Basiliximab wurde in zwei klinischen Phase-III-Studien bei 722 nierentransplantierten Patienten in Europa, Kanada und den USA untersucht. Die Studien liefen über zwölf Monate, waren doppelblind, plazebokontrolliert und randomisiert. Die 363 Verumpatienten erhielten 40 mg Basiliximab (je 20 mg Tag 0 und Tag 4), 359 Patienten erhielten Plazebo. Beide Patientengruppen erhielten zusätzlich die Ciclosporin-Mikroemulsion (Sandimmun(r) Optoral) und Steroide als Basisimmunsuppression. Die Anzahl akuter Abstoßungen reduzierte sich bei den mit Basiliximab behandelten Patienten um 33% (p < 0,001) innerhalb der ersten sechs Monate und um 31% (p < 0,001) innerhalb von zwölf Monaten. Mit Basiliximab behandelte Patienten erhielten signifikant weniger Steroide in den ersten vier Wochen und hatten eine insgesamt geringere kumulative Immunsuppression im Vergleich zur Kontrollgruppe. Nebenwirkungen und Infektionen traten in der Verumgruppe nicht häufiger auf als in der Plazebogruppe.

Neue Entwicklungen


Ciclosporin wird nicht nur bei der Organtransplantation eingesetzt. Die Substanz kann auch die überschießende Immunreaktion bei der rheumatoiden Arthritis oder speziellen Hauterkrankungen bremsen. Auch Basiliximab wird derzeit in klinischen Studien bei verschiedenen entzündlichen Erkrankungen geprüft, beispielsweise bei der Uveitis, einer Entzündung der Uvea, die wahrscheinlich durch autoimmune Mechanismen ausgelöst wird.

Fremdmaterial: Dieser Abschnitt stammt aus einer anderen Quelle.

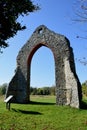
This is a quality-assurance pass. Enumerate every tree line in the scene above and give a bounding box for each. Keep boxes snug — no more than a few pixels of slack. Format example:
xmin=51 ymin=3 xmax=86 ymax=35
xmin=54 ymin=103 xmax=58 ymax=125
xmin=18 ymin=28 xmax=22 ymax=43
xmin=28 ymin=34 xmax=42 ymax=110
xmin=30 ymin=86 xmax=55 ymax=95
xmin=0 ymin=83 xmax=55 ymax=95
xmin=0 ymin=80 xmax=87 ymax=97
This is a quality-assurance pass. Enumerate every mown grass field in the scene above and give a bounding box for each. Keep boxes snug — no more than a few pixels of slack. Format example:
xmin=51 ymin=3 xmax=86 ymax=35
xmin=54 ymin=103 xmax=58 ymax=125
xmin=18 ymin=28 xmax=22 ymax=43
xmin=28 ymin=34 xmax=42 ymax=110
xmin=0 ymin=96 xmax=87 ymax=130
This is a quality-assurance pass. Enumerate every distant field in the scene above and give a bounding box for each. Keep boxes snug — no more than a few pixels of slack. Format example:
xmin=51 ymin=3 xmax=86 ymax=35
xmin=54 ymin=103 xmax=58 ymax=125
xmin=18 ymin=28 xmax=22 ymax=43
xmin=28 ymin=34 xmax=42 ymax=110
xmin=0 ymin=96 xmax=87 ymax=130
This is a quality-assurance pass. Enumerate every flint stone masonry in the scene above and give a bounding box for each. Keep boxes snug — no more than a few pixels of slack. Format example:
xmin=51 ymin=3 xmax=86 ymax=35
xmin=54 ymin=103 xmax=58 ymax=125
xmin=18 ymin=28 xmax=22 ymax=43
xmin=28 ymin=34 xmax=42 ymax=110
xmin=6 ymin=25 xmax=82 ymax=108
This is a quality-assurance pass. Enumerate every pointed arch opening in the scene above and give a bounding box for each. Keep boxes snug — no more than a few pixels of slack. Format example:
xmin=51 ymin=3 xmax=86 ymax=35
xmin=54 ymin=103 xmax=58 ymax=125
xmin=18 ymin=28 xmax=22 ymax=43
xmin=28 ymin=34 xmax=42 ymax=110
xmin=27 ymin=44 xmax=55 ymax=100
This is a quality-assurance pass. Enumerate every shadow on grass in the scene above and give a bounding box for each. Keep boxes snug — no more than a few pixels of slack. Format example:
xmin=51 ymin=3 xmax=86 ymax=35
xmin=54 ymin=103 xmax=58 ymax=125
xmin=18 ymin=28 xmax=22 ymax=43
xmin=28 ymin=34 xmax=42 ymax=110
xmin=81 ymin=101 xmax=87 ymax=110
xmin=12 ymin=108 xmax=42 ymax=115
xmin=29 ymin=101 xmax=55 ymax=105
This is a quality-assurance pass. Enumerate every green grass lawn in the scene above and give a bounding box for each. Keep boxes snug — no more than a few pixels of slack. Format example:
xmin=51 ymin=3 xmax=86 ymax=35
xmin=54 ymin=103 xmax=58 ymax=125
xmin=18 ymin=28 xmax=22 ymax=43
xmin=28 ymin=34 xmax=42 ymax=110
xmin=0 ymin=96 xmax=87 ymax=130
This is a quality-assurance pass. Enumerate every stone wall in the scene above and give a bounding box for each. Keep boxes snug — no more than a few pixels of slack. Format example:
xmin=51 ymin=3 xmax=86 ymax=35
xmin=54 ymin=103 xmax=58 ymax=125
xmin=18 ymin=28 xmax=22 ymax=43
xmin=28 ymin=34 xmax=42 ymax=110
xmin=6 ymin=25 xmax=82 ymax=108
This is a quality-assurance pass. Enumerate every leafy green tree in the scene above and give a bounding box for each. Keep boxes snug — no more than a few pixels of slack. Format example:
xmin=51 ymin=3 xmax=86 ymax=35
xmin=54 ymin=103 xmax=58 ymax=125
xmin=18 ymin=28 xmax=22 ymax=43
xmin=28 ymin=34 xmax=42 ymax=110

Ein Immunsuppressivum in der Entwicklung ist das Rapamycinderivat SDZ RAD, ein Makrolid. Es zeichnet sich durch eine einfachere Formulierbarkeit und eine kürzere Halbwertszeit (24 bis 30 Stunden) als Rapamycin aus.
In Phase I der klinischen Prüfung befindet sich FTY 720, ein Strukturanalogon des Naturstoffs Myriozin. Diese Substanz führt zu einer selektiven und reversiblen Reduktion der Anzahl zirkulierender Lymphozyten, die sich in den Lymphknoten und Peyerschen Plaques anreichern. Dementsprechend ist die Anzahl von Lymphozyten, die das transplantierte Organ infiltrieren, deutlich reduziert. Quelle
Prof. Dr. Günter Kirste, Freiburg, Prof. Dr. Ulrich Frei, Berlin, Priv.-Doz. Dr Björn Nashan, Hannover, Prof. Dr. Max H. Schreier, Basel, Pressekonferenz "Simulect(r) verhindert akute Organabstoßung", Freiburg, 20. November 1998, veranstaltet von Novartis Pharma GmbH, Nürnberg.